As of 2013 there were 4,798 people living in Austin who've been diagnosed with HIV. In 2014, the city saw 297 new (known) cases. According to a study released by AIDSVu (a joint project of Emory University's Rollins School of Public Health and Gilead Sciences Inc., the makers of popular HIV medication and preventative Truvada), Texas is one of 10 states with the highest rates of new infections. Though many would argue that the AIDS epidemic never really ended, the CDC, public health officials, and AIDS-related organizations are in agreement on one fact: Numbers are once again escalating.
"I honestly believe that the mindset here isn't concerned with 'barriers' to their experiences. They want to live on the edge and deal with the consequences as they come," says Jeremy Teal, the event specialist at the Q, a branch of ASA that focuses on the health and lives of young LGBTQ men. "Austin has a giant influx of people coming from elsewhere, and with them they bring the issues from their previous home-places."
Complacency seems to be an overarching issue. Because AIDS isn't a "killer" anymore, it carries less fear for those who weren't alive to witness the plague and were too young to see its direct aftermath. Additionally, condoms have gone out of favor for some. In 2013, 72% of Austinites diagnosed with HIV contracted the virus from "male-to-male sexual contact," while 49% were infected from "heterosexual contact."
"New diagnoses have grown among young people, especially young gay men of color." Patrick Sullivan, Ph.D., Professor of Epidemiology at Emory stated in the AIDSVu study's release. In Austin between 2010 and 2014, 19% of people with new HIV diagnoses were black and 37% were Hispanic/Latino.
Each "survivor" mentioned their disbelief on the current rate of infections here in Austin. "I try to grab condoms and hand them out now to kids. I just want to help as many people as I can," says Brown Sugar. "Some won't even take the rubbers I try to distribute to them."
"Austin is a young, sexual city," says Richard, contemplating the epidemic's rise.

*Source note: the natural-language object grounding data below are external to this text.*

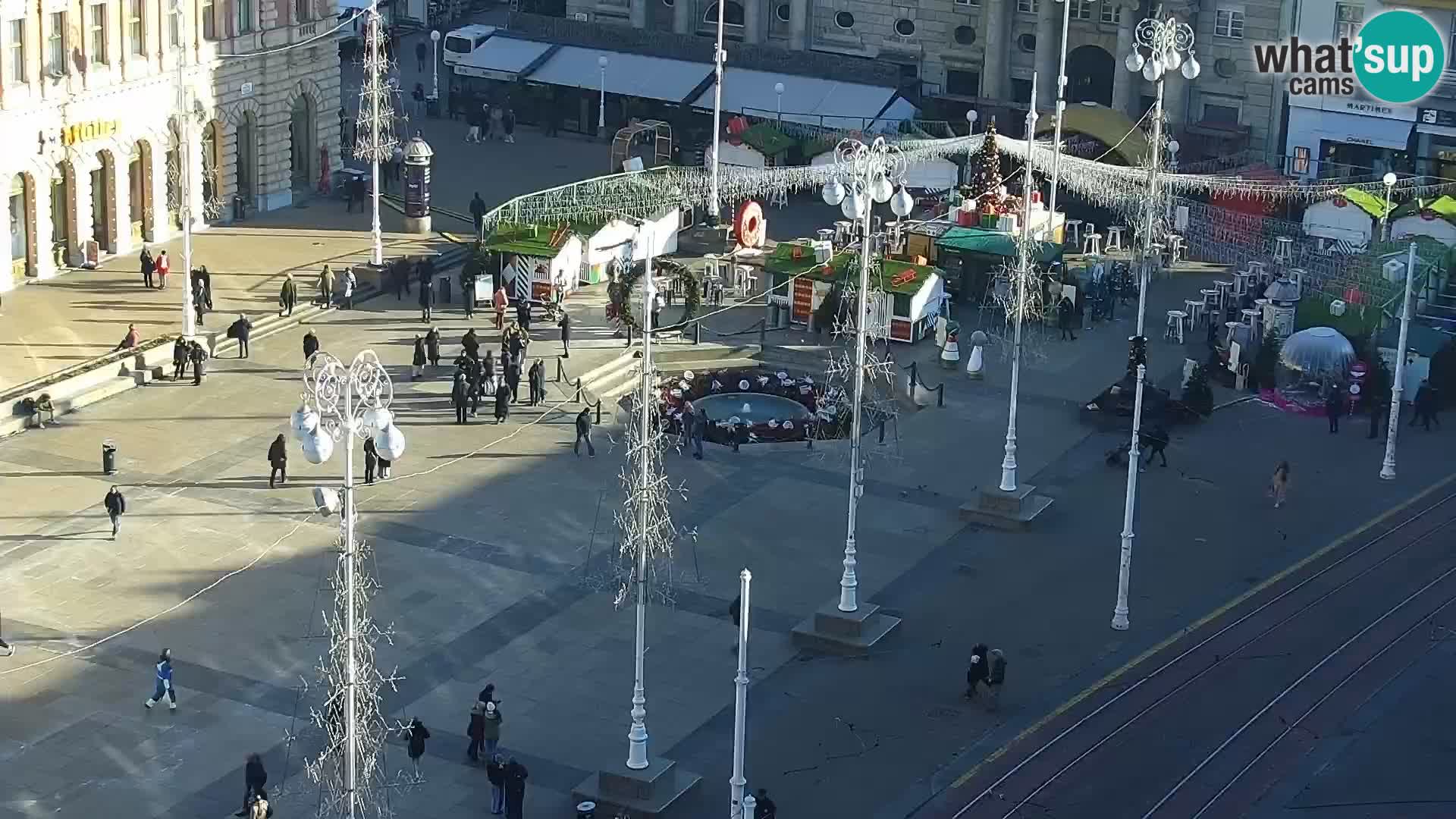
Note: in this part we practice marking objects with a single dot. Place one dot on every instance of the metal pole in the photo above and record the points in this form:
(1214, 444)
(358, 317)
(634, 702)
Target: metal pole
(1009, 463)
(1062, 108)
(740, 704)
(849, 582)
(715, 209)
(637, 738)
(185, 190)
(1388, 466)
(1128, 507)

"I never thought we were going to come back to this," adds Gary. In an attempt to give back, Gary continues to work within Austin's LGBTQ community and has been on the boards of both Out Youth and ASA.
For each of these survivors, staying involved in the community has been a conscious decision that's crucial to their well-being. "I'm glad to be here, to be alive to give back to the next generation," says Chris. He frequently attends events at the Q, and has also started a coffee group for PLWA. "The doctor told me 10 years, and those 10 years I kept thinking I was going to die. It affected my earning potential .... It affected my relationships. When I think about all those years ... it's been all-encompassing."
Courage is how Gary describes surviving a holocaust. "We learned how to deal with the impossible. All the best guys died. But it created this sense of gratitude that I'm alive." Yet it's death that separates him from those who weren't in the early AIDS trenches. "When someone I know dies – I see this out of control grief from other people, and I think, 'I've buried 300 people.' When you choose to go on living you don't dwell. You have to compartmentalize or you go crazy."